During those years, Soros developed a theory he referred to as reflexivity. The idea grew from the philosophy of his former teacher at the London School of Economics, Karl Popper. Soros’ concept was that self-awareness is part of any given environment. That meant the act of creating a valuation in any market would necessarily be reflected in the actions of market participants, creating a virtuous or vicious cycle within the market. Likewise, any prediction could alter how financial actors behave to make a false statement become true, or vice versa.
“It so happened that the concept of reflexivity provided me with a new way of looking at financial markets, a better way than the prevailing theory. This gave me an edge, first as a securities analyst and then as a hedge fund manager,” he would go on to write of the discovery.
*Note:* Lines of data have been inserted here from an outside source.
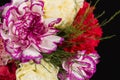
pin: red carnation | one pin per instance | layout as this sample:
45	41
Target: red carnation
90	38
7	72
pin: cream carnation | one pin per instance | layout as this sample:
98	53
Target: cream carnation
65	9
32	71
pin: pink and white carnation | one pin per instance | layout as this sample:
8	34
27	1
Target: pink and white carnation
80	67
25	31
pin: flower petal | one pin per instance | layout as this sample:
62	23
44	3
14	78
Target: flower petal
48	43
31	54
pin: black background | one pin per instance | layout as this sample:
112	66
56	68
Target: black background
109	50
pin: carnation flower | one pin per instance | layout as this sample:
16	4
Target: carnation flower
65	9
26	33
81	67
7	72
32	71
38	37
92	32
4	56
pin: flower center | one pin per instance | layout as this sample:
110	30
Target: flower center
30	25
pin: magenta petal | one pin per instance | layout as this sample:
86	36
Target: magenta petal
80	67
26	32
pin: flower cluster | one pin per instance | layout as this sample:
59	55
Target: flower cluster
48	40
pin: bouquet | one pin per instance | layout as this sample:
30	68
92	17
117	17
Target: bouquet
48	40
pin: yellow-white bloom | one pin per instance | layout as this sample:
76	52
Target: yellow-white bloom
65	9
32	71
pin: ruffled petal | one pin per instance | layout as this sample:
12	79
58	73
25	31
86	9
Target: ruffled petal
31	54
48	43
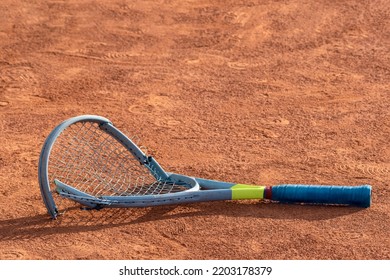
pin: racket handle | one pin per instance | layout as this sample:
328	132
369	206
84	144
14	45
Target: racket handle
359	196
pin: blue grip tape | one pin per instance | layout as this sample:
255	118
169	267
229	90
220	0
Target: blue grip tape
359	196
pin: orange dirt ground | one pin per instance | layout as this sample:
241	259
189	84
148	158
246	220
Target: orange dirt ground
257	92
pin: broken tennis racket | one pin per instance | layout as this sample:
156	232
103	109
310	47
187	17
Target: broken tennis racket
87	160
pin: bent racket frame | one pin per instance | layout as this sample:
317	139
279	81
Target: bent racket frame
87	160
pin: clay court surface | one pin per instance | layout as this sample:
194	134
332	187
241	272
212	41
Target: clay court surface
256	92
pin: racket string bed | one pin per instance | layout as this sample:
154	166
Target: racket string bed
95	163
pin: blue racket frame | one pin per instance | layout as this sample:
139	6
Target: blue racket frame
197	189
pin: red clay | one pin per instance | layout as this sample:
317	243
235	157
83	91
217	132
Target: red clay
257	92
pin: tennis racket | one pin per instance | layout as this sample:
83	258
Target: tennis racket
87	160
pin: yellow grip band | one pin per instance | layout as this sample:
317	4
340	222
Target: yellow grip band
241	191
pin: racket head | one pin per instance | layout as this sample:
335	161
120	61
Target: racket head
91	155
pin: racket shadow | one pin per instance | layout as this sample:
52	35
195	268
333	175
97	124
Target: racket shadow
76	220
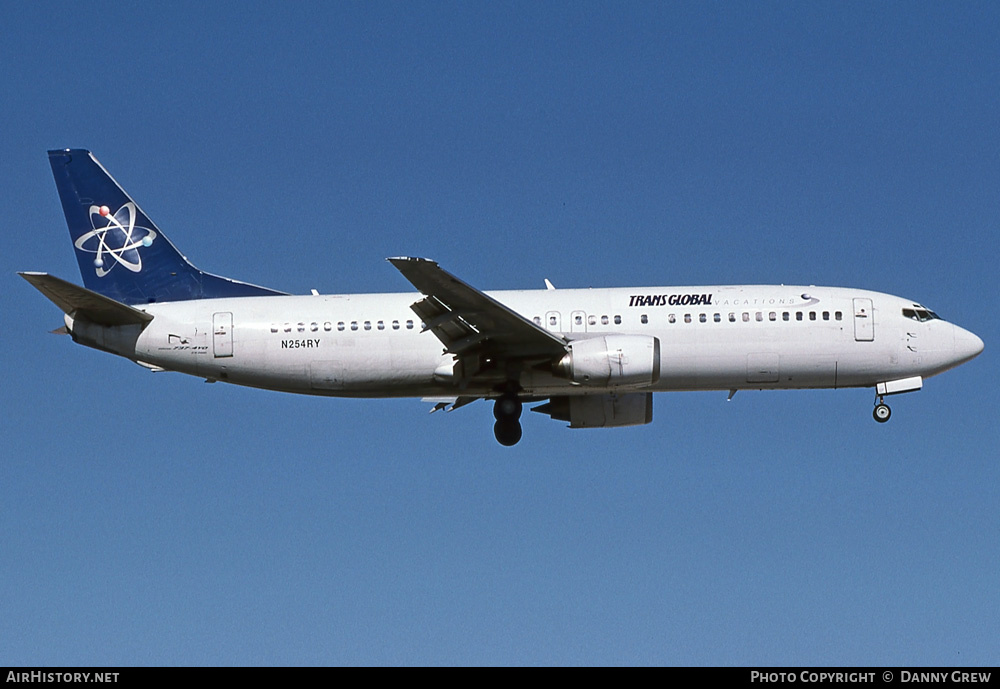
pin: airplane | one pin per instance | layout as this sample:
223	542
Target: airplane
589	357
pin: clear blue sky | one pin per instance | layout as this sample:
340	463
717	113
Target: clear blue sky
154	519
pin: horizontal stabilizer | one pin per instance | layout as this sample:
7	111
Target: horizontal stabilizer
78	301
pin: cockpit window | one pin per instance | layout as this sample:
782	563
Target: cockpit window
921	315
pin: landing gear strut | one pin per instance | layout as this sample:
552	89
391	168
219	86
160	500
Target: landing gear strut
882	411
507	411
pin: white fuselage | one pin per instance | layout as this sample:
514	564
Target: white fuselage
711	338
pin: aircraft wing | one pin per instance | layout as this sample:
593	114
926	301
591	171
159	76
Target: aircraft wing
468	321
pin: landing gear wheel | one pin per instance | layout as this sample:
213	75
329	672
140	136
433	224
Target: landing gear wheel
882	412
507	431
507	407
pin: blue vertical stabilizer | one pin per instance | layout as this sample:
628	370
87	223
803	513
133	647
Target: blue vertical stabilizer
122	254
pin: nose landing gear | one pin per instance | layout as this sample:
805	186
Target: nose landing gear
507	411
881	412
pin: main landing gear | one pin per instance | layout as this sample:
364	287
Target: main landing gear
507	411
882	411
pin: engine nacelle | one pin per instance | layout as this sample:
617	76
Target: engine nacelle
612	361
601	411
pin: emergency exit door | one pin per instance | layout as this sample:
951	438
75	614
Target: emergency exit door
222	334
864	321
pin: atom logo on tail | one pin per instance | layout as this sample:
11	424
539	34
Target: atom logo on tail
119	239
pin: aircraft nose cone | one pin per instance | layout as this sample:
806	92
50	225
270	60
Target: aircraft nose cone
967	345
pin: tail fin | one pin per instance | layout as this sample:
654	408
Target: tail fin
122	254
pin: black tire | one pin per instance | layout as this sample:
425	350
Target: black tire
881	413
507	433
“I felt as if I were in possession of a major discovery that would enable me to fulfill my fantasy of becoming an important philosopher…as I delved deeper and deeper into the subject I got lost in the intricacies of my own constructions,” Soros would later write about his work on the theory. “At that point, I decided to abandon my philosophical explorations and to focus on making money.”
It worked. The next year, Arnhold and S. Bleichroeder allowed him to manage an offshore investment fund called First Eagle. Two years after that, capitalizing on the success of Soros’ first fund, the company created a second fund for him, called the Double Eagle hedge fund. It was the fund that would eventually grow into the Quantum Fund.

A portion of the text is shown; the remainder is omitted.